Premier League strugglers Wolverhampton Wanderers turned to former assistant manager Terry Connor to guide them for the rest of the season on Friday after failing to appoint one of the bigger names who had been linked to the job.

The club, third from bottom in the table, had put Connor in temporary charge after Mick McCarthy's sacking last week while they looked for a new manager before handing over the reins to him for the remaining 13 games of the season.

"Since we made the difficult decision to part company with Mick, we have been through a diligent process of assessing potential candidates," chairman Steve Morgan said on the club website.

"Having spoken to a number of people we have drawn that process to a close and myself and the board are unanimous that Terry is the right man to lead the club for the remainder of the season."

Those who have turned down the job, according to widespread reports in the British media, include former Charlton Athletic manager Alan Curbishley, ex-Rangers and Everton boss Walter Smith and Steve Bruce, who recently left Sunderland.

Instead, the task of engineering top-flight survival has been given to a man who has been at the club for 13 years and has served under four different managers.

"This is a decisive step, which creates certainty, and the players are fully behind it," Morgan said.

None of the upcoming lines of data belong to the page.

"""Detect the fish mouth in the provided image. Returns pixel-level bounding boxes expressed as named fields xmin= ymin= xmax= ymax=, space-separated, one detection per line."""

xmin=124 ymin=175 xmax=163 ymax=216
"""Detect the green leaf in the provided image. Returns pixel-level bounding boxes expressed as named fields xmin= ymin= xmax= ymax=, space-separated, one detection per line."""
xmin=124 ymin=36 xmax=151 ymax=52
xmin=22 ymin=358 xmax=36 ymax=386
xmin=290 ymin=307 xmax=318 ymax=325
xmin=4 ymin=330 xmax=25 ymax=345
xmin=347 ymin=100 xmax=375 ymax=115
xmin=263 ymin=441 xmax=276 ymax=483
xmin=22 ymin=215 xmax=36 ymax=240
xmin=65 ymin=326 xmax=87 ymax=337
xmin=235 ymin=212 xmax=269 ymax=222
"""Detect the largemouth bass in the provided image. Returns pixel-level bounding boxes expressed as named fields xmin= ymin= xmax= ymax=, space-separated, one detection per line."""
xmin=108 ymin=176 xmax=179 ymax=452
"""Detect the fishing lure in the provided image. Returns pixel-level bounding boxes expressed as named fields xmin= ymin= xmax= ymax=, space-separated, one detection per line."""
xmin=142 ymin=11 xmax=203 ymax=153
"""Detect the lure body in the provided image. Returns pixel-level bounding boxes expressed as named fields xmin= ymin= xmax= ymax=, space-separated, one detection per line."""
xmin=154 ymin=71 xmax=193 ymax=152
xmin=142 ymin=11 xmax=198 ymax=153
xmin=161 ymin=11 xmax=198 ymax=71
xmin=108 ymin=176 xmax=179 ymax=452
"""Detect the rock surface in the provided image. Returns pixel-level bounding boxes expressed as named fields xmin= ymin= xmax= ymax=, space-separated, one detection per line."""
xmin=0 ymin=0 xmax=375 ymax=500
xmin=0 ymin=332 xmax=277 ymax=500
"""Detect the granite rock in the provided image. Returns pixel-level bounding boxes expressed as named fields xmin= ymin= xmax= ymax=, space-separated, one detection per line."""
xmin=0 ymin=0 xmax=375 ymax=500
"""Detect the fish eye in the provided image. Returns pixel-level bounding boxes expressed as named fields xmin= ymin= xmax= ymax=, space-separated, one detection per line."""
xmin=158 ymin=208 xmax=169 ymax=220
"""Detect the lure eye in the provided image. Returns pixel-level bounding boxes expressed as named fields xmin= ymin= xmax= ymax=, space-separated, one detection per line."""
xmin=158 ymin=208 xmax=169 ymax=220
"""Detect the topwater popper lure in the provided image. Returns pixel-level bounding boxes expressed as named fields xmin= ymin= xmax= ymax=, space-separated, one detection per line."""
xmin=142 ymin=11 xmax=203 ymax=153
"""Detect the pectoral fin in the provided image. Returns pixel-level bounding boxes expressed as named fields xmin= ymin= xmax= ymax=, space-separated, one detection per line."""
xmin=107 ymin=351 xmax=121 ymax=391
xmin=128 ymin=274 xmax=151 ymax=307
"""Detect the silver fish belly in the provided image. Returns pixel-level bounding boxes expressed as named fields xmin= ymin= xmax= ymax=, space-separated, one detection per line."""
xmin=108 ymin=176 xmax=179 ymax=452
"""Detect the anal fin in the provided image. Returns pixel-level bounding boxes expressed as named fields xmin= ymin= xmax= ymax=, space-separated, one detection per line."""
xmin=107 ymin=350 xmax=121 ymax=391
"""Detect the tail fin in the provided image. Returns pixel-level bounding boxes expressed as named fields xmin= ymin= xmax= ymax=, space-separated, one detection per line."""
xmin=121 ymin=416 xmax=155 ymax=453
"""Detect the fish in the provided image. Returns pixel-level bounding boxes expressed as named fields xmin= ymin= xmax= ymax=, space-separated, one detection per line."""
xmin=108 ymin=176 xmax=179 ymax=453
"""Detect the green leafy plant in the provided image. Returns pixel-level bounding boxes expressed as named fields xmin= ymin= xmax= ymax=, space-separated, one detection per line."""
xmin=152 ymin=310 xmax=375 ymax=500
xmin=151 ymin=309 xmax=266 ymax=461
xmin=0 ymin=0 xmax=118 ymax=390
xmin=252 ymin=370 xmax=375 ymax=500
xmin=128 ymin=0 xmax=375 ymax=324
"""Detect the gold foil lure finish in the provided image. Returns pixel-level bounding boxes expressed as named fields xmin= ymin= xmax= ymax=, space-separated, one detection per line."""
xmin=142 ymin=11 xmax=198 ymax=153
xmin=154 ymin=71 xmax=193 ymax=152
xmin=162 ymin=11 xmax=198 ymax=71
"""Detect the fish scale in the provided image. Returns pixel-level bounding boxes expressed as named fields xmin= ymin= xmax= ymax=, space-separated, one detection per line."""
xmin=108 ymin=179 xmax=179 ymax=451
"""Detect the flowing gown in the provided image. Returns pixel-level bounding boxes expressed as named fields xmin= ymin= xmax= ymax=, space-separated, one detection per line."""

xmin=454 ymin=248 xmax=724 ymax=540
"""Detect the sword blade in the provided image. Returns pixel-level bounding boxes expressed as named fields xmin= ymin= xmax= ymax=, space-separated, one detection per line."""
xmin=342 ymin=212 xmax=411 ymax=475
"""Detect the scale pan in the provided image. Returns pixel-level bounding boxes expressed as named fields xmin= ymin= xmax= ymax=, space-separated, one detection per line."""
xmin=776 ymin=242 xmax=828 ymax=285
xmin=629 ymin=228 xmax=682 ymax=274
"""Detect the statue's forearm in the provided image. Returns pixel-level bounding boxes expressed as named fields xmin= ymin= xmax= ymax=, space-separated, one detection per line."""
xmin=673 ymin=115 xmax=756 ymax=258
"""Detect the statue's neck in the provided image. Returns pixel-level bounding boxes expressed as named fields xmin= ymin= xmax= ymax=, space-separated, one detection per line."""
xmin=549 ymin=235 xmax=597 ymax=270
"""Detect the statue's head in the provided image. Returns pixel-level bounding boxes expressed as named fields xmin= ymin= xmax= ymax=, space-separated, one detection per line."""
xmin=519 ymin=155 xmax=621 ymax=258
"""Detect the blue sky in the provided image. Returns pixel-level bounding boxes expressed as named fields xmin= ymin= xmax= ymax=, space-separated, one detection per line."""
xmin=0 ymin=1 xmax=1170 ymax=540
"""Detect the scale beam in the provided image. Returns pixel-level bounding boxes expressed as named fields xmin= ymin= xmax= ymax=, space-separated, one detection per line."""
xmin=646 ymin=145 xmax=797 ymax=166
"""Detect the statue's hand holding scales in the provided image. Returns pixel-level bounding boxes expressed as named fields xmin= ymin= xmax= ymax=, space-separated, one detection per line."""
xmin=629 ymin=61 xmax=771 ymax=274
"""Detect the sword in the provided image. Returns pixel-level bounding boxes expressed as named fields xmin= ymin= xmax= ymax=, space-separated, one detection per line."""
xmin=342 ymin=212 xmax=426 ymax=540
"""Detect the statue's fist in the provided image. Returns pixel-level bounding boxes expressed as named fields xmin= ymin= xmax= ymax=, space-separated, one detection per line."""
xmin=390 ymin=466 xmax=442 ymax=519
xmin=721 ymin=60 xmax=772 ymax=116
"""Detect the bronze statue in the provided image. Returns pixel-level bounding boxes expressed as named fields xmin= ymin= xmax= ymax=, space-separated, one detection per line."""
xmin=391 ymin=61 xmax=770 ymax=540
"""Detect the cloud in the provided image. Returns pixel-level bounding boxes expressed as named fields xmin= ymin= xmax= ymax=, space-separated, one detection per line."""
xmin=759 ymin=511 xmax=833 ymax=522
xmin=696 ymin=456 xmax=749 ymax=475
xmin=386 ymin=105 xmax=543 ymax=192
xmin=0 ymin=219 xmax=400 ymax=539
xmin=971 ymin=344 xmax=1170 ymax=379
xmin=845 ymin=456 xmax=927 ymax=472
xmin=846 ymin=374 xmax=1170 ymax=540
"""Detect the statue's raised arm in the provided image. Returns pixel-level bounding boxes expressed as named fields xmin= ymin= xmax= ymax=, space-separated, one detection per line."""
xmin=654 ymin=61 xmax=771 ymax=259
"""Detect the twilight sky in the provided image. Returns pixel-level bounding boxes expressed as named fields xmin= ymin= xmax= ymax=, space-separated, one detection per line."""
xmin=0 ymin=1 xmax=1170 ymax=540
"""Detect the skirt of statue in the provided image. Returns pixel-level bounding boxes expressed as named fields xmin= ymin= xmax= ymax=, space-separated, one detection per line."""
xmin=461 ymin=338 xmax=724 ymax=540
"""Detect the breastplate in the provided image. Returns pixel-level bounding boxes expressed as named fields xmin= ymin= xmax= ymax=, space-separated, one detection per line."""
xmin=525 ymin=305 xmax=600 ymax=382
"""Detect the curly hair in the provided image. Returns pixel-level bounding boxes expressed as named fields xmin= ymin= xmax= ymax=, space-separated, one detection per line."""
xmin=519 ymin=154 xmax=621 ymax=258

"As a club, whether that be staff or supporters, we now all need to unite behind Terry and the players and secure as many points as possible over the next 13 games."

One of England's top clubs in the 1950s, winning the title in 1954, 1958 and 1959, Wolves later fell as low as the fourth division in the late 1980s before climbing back to the top.

They had one season in the Premier League in 2003-04 before returning to the second tier until McCarthy took them back in 2009. They started this season well, winning their opening two games but have won only three league matches since then.

Wolves travel to Newcastle United for a league game on Saturday.